Make everything up in your kitchen, or if there's enough space, in your bathroom, before moving your wine to the fermentation area. Working in a room that's designed for water ingress and spills will save a lot of heartache (trust me). Just be sure you have a way of moving the heavy fermenters so you won't injure yourself.
If you do have a space to dedicate solely to winemaking, with impermeable floors and access to a sink for cleaning, so much the better!
Your Master Vintner kit wants to be kept in the range of about 65°-76°F (18°-24°C). It's one thing to be in this range, but even more importantly is that the temperature has to be consistent and steady: big fluctuations between very warm in the daytime and quite cool at night will drive your yeast crazy. It could make off flavors or even stop fermenting! This is why basements are great, because the space below grade is very slow to heat up or cool down. It's even steadier when you can arrange your winemaking space up against the north wall.
How can you tell if it's steady? Go to a garden shop or home improvement store and get a Min/Max thermometer. They've got a dial with two stops on it and it will measure the lowest temperature and the highest temperature over any period of time you choose. Fancy electronic Min/Max units are available, but you can get by with the cheapest one you can find.

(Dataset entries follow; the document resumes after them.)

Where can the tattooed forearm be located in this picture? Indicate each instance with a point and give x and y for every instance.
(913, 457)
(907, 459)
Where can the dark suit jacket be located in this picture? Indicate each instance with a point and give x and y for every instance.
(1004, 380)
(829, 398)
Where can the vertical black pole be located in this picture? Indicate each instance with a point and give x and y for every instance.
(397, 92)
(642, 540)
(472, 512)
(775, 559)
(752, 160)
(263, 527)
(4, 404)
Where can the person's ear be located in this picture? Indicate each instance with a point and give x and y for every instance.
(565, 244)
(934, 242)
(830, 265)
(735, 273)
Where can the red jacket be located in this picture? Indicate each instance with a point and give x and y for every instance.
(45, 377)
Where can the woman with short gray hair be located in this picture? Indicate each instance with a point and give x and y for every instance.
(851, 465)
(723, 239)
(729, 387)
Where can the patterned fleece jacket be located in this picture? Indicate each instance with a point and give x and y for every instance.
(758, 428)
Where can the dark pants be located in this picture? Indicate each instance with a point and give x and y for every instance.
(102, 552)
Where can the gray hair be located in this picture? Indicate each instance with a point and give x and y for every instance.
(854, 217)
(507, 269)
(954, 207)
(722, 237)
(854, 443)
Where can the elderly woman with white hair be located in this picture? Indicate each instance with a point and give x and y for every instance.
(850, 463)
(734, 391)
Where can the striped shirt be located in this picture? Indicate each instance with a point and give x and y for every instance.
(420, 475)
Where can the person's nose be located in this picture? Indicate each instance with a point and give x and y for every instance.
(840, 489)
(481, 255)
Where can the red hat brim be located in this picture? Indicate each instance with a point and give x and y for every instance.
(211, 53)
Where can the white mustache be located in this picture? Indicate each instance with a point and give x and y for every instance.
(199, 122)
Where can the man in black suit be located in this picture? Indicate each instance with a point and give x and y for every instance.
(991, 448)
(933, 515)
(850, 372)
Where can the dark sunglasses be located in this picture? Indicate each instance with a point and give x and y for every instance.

Fluctuations of more than two degrees up/down over the course of a day are acceptable, but five degrees is pushing it and you might need to look at insulating the area or putting in a space heater. Over longer timelines, a fluctation of ten degrees between winter and summer won't be critical--completely steady temperatures might be achievable if you live inside a cave, but probably not in a house you'd want to live in!
If you live in a very hot climate (Florida, Arizona) you probably already have air conditioning. As long as it extends to your winemaking area, you're golden. If not, a swamp cooler or portable air conditioner might help you keep the temperature steady, and a thermostatically controlled space heater can steady out a colder climate.
Your winemaking space has to be very clean. You wouldn't prep your dinner on a dusty counter or serve a meal on a sticky table. Winemaking is literally food preparation. Your space needs to be easy to clean and free of dust and insects, and also free of random intrusions from other household members – including pets.
You should have enough light to work in, but no exposure to direct sunlight or excessively bright lighting. While UV exposure isn't as bad for wine as it is for beer (which can be ruined in only a few minutes!), bright light doesn't do the wine any favors. As long as you're using standard lighting fixtures (anything you'd put in your kitchen or living room) you won't hurt your wine and you'll be able to see what you're doing.
Using great raw materials is the first step to making great wine, and following the instructions is the next, but the conditions around you are just as important when you're making up a kit. It might take some creativity to make your winemaking space work, but thinking of the delicious end product should inspire you!